As we’ve brought stores, public discourse, blogs, chat rooms and all the tools of the internet into our family rooms and our kid’s bedrooms, our expectations for our personal control of and responsibility in public forums has evolved, not always for the good. Like the early commercial web, those expectations are bleeding over into the work place, various social settings, and even the way we drive (road rage, anyone?). As our boundaries between public and private crumble, the “Public Place” nature of work can no longer be counted on to contain non-work issues, behavior and attitude. In addition to being effective advocates for their own interests, successful managers and peer leaders will have to champion the compromise, respect and discretion that are the foundations of successful communities, professional or otherwise.

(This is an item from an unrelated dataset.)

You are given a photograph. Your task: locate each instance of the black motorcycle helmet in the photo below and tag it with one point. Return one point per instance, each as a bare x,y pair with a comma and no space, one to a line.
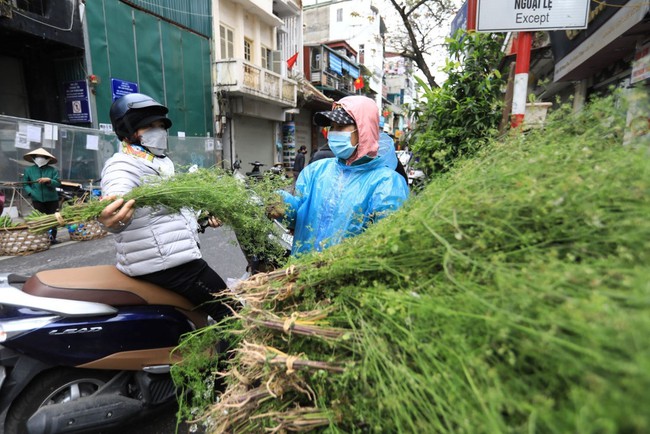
136,110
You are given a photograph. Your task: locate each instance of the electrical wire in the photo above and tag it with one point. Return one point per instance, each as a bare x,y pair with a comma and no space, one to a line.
50,25
155,5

Personalization, Identity and Meaning
Paradoxically, the rush to massly personalized individual experience seems likely to diminish the individual value and meaning we derive from those experiences. Individuality may give us identity, but most meaning still bubbles up through association with others. Our ability to share, either in the moment or after the fact, with others is imperiled if those experiences become too personalized. So what? Well, roughly speaking, we have a name for folks who cannot hold common perspective on their experience with a wider community. They’re called psychopaths.
When personalization breeds a sense of entitlement and dulls our sense of place and fit in a wider society, then the death of satisfaction can’t be far behind. If we are owed everything, than nothing is ever a gift. No one or no thing can ever exceed our expectations or delight or pleasantly surprise us. Just as the capabilities of any one web site raise the bar for all web sites, any tidbit of automated personalization begins to set expectations of a reliable, continual drip of recognition and customization. Unfortunately for the easily addicted, the analog world, with its fits and starts, crafted moment by shared moment, is not so hot at that kind of predictable, six sigma consistency.

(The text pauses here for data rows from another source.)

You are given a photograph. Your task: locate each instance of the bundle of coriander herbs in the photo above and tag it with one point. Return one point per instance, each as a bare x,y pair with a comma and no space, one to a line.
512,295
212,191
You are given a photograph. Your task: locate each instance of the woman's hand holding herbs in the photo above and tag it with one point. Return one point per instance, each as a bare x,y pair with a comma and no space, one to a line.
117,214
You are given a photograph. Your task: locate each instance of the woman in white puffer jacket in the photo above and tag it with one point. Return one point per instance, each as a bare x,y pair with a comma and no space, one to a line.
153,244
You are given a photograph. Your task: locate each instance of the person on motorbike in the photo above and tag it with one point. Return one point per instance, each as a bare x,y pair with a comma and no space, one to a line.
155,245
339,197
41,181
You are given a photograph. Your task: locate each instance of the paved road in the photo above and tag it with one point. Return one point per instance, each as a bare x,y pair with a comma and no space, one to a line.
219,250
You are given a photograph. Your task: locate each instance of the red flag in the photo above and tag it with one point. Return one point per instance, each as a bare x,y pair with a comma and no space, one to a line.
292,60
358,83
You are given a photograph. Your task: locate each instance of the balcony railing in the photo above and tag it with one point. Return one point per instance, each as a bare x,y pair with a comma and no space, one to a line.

I guess it’s not too surprising that individuals faced with the near deification of “Global” in economic and business circles will respond with an ever more relentless personal point of view. Perhaps it only seems more personalized when thrown in relief against a bigger canvas. In any event, whatever the potential of Digital to bridge the gap between the individual and the global, we have to remember that MacLuhan’s Global Village was as likely to turn into a terrifyingly tribal, post‑civilization as it was some kind of Kumbya global utopia.
So bring on the automated, digital representations of each of us in the wider world. Take those mundane and ritualized decisions off our plates and let the computers tend to the tasks we’d rather not. Free us up for better relationships, brighter professional contributions, a more meaningful existence. Just don’t forget that controlling everything, remaking the whole world for our own pleasure, convenience, and efficiency will not necessarily give us more meaningful lives, especially if the cost is insulation and isolation from each other on the way there.